Это был темный сентябрьский вечер, накрывший Лондон проливным дождем. Барри Клеменс, тогда еще двадцатилетний парень и страстный болельщик «Арсенала», отправился на «Хайбери», чтобы понаблюдать за знаменитым лондонским дерби между «канонирами» и «аристократами». В итоге вышла боевая ничья – 3:3, интрига была настолько сильна, что до самого финального свистка не было понятно, кто же в итоге победит. Барри это результат разочаровал, и, толпясь в очереди на выход, он хмуро прокручивал в голове моменты игры, досадуя на то, что «Челси» все-таки удалось сравнять счет на девяностой минуте.
Погруженный в свои мысли, он не заметил, как за ним увязалось несколько парней в синих шарфах. Они преследовали его до тех пор, пока он не отдалился от стадиона и не углубился в узкие лондонские улочки. Здесь-то они и настигли Клеменса.

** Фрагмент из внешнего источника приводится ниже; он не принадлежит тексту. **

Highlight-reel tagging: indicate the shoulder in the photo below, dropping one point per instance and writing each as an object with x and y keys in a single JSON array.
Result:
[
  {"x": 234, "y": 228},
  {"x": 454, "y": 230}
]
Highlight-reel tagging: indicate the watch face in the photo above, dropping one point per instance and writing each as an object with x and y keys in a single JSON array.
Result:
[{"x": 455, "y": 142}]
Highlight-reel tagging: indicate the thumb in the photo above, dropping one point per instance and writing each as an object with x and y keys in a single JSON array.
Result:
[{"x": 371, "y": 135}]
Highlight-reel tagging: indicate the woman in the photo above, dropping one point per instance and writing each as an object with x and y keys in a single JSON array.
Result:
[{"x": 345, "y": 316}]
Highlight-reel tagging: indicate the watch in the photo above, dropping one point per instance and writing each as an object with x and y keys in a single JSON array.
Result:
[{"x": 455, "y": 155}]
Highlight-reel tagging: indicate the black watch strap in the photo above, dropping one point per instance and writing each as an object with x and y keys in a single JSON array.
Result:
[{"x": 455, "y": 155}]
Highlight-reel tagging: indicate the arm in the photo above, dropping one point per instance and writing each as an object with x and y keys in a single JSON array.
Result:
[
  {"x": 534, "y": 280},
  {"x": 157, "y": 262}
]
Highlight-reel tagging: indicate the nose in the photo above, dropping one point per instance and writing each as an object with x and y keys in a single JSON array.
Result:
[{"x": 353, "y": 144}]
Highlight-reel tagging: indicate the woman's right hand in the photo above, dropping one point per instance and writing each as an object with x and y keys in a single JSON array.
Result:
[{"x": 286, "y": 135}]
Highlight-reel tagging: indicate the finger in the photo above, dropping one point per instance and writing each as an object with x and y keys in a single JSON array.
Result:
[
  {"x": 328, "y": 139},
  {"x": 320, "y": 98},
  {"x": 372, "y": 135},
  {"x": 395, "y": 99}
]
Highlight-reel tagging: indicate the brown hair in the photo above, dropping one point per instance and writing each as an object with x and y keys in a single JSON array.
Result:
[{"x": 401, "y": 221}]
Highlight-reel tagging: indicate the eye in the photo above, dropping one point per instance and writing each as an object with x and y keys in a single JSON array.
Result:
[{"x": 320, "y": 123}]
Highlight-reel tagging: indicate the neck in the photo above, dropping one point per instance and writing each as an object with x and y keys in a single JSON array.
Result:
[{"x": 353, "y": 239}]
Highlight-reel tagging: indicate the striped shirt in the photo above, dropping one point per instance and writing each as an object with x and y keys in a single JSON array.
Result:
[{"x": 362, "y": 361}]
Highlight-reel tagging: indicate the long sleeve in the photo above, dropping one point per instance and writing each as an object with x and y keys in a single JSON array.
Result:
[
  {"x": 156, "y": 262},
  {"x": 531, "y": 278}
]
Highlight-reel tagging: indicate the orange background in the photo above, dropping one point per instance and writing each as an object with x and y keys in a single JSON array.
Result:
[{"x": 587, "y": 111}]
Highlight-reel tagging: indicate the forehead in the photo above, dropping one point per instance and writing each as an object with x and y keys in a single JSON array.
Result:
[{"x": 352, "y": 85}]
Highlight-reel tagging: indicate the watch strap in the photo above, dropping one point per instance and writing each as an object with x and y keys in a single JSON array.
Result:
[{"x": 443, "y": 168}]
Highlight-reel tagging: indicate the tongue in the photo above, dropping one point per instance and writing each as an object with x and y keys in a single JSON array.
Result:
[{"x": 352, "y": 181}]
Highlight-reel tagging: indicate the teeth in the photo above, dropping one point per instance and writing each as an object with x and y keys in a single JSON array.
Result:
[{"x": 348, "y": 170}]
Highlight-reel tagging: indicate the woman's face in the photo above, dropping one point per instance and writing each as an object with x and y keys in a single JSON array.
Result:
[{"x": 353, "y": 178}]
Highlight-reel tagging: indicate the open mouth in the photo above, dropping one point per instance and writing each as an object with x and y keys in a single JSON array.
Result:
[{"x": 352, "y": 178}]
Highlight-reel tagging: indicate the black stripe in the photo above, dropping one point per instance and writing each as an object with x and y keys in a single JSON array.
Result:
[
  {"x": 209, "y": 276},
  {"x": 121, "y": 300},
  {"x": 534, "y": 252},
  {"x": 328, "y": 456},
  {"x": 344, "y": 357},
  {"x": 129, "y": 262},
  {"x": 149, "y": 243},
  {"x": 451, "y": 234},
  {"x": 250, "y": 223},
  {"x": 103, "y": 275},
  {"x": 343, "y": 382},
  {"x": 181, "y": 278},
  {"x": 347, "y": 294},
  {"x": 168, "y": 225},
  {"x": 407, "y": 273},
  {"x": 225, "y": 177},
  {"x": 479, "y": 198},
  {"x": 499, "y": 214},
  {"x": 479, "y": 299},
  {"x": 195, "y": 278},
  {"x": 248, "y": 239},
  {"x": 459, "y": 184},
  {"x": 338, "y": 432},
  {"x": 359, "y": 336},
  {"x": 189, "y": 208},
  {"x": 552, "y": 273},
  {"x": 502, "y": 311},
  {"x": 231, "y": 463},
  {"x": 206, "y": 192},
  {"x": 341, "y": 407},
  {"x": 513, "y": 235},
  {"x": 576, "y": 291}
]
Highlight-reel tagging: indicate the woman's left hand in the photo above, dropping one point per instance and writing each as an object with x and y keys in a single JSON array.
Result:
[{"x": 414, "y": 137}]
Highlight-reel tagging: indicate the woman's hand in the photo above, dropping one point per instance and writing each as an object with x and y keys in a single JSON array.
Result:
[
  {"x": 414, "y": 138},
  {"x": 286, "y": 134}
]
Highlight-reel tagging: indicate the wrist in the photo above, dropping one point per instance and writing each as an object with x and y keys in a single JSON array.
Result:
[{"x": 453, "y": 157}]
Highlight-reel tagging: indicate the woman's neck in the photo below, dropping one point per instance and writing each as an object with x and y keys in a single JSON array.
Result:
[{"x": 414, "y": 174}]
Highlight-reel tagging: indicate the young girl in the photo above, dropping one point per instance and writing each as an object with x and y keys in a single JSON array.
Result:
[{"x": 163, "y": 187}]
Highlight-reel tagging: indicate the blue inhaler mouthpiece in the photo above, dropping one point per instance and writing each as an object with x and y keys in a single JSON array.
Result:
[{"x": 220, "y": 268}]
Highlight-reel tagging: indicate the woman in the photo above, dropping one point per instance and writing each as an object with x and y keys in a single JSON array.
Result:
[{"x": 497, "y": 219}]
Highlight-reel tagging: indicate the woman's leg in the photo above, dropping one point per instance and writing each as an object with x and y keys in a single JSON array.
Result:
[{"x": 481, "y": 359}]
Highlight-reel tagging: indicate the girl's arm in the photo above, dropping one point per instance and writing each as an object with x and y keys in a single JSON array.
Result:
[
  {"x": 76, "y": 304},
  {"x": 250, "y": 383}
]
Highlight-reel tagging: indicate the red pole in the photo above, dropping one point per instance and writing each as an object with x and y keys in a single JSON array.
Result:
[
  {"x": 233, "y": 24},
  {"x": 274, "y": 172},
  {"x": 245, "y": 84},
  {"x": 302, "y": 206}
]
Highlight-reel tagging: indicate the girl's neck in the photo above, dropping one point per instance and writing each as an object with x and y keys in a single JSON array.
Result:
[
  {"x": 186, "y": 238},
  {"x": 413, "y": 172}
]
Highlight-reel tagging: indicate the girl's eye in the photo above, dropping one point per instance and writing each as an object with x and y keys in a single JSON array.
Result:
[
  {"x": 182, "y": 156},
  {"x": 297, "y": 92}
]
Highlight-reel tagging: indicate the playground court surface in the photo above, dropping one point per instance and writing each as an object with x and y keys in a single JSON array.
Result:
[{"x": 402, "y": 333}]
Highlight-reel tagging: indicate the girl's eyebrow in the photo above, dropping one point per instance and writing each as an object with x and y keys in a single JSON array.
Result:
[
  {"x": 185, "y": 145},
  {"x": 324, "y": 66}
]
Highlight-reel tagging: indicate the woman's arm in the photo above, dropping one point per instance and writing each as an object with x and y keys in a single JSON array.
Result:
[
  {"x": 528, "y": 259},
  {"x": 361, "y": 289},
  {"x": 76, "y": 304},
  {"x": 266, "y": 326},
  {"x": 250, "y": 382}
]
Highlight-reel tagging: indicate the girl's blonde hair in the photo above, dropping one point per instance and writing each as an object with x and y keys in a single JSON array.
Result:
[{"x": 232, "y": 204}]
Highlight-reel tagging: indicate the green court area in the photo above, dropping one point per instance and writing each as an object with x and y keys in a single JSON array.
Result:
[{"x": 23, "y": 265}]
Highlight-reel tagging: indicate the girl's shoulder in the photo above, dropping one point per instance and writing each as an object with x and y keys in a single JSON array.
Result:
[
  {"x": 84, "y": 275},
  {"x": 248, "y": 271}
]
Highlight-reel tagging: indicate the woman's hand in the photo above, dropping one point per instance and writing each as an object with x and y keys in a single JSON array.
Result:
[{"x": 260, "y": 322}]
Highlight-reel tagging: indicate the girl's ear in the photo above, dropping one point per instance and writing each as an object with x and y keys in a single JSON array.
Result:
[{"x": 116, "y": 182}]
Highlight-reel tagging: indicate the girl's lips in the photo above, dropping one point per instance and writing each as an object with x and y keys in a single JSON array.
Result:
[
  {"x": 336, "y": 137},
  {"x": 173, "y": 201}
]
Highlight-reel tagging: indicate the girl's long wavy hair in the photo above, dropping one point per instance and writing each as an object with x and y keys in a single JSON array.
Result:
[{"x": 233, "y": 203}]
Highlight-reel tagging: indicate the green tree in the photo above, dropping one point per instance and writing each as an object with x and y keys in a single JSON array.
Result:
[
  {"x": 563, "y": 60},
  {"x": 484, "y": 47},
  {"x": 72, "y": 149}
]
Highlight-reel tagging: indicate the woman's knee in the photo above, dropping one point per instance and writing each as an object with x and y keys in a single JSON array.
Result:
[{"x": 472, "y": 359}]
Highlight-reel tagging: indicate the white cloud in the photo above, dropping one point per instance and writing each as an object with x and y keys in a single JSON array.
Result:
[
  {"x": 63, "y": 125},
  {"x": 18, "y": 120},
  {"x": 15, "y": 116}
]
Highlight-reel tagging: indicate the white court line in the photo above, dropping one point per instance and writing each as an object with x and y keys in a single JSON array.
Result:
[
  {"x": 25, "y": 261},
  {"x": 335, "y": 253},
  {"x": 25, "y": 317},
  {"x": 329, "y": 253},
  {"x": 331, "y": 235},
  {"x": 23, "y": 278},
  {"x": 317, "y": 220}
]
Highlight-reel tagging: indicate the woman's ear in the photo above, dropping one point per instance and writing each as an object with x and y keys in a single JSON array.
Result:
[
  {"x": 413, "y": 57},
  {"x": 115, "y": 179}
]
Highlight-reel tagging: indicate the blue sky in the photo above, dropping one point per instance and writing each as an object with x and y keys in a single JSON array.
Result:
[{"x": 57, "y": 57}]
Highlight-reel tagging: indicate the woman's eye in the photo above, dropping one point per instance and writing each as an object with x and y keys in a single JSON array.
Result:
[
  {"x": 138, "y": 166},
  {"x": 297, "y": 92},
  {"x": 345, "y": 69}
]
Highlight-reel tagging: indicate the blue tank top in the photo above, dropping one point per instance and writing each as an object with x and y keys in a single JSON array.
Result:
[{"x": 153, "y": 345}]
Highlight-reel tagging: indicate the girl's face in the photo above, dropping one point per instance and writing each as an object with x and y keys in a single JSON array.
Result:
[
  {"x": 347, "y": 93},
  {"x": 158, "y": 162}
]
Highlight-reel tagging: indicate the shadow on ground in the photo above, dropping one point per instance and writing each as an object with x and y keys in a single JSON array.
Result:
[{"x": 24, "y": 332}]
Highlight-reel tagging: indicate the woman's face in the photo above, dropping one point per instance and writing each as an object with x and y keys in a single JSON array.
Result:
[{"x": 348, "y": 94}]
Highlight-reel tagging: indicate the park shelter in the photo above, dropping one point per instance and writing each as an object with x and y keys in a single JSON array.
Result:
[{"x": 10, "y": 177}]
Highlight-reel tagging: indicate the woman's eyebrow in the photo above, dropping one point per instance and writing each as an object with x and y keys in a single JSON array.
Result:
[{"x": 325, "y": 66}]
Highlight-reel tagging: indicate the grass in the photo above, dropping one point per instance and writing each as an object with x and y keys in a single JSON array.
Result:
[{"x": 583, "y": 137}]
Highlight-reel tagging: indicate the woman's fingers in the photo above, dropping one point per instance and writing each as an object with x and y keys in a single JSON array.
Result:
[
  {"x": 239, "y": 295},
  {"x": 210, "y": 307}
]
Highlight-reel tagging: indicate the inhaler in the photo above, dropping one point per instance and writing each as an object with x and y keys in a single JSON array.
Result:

Прилетел удар сзади, затем несколько пинков в живот, и Барри обнаружил себя лежащим на земле, окруженным со всех сторон хихикающими фанатами «синих». Почему они выбрали его? Все просто – Барри шел один, выглядел не слишком внушительно, для подобной шпаны такие как он – настоящий подарок. Капли дождя заливали лицо, солнечное сплетение ныло, страх сковал Клеменса настолько, что внутри все свернулось в отчаянной судороге.
– Кто у нас здесь? – насмешливо проговорил один из хулиганов. – Никак болельщик красных дерьмоедов?
– Чувак, вы же не с «Ливерпулем» играли, – зачем-то брякнул Барри и тут же получил ногой в лицо. Ублюдки захохотали.
– Слушай, а он ведь дело говорит, – прошипел другой. – Ты у нас юморной, да?
Еще один пинок, на этот раз в бок, почти по почкам. Барри взвыл, а шпана снова захихикала, как стайка гиен. Один из них, длинноволосый, со сломанным носом, схватил Клеменса за грудки и подтянул к себе. Барри успел заметить эмблему «Челси», вытатуированную на его кисти – лев и буквы «CFC».
– Что, не повезло сегодня, ублюдина? – спросил волосатый. – Почти выиграли, но немножко обгадились под конец. Тебе мама не говорила, что ходить на футбол одному опасно?
Барри смотрел ему в глаза и понимал, что внутри этих зрачков нет ничего человеческого. Наверное, взгляд бойцовской собаки был в разы осмысленнее, чем у этого отморозка. В темной глубине глаз паренька со сломанным носом было только одно – желание причинять страдания. Клеменс осознал это настолько четко, что ощутил, как отнимаются от ужаса ноги. Он чувствовал себя тряпичной куклой в руках этой твари.
– Что парни, проучим мальчугана? – ядовито оскалился волосатый, оглядываясь на своих дружков.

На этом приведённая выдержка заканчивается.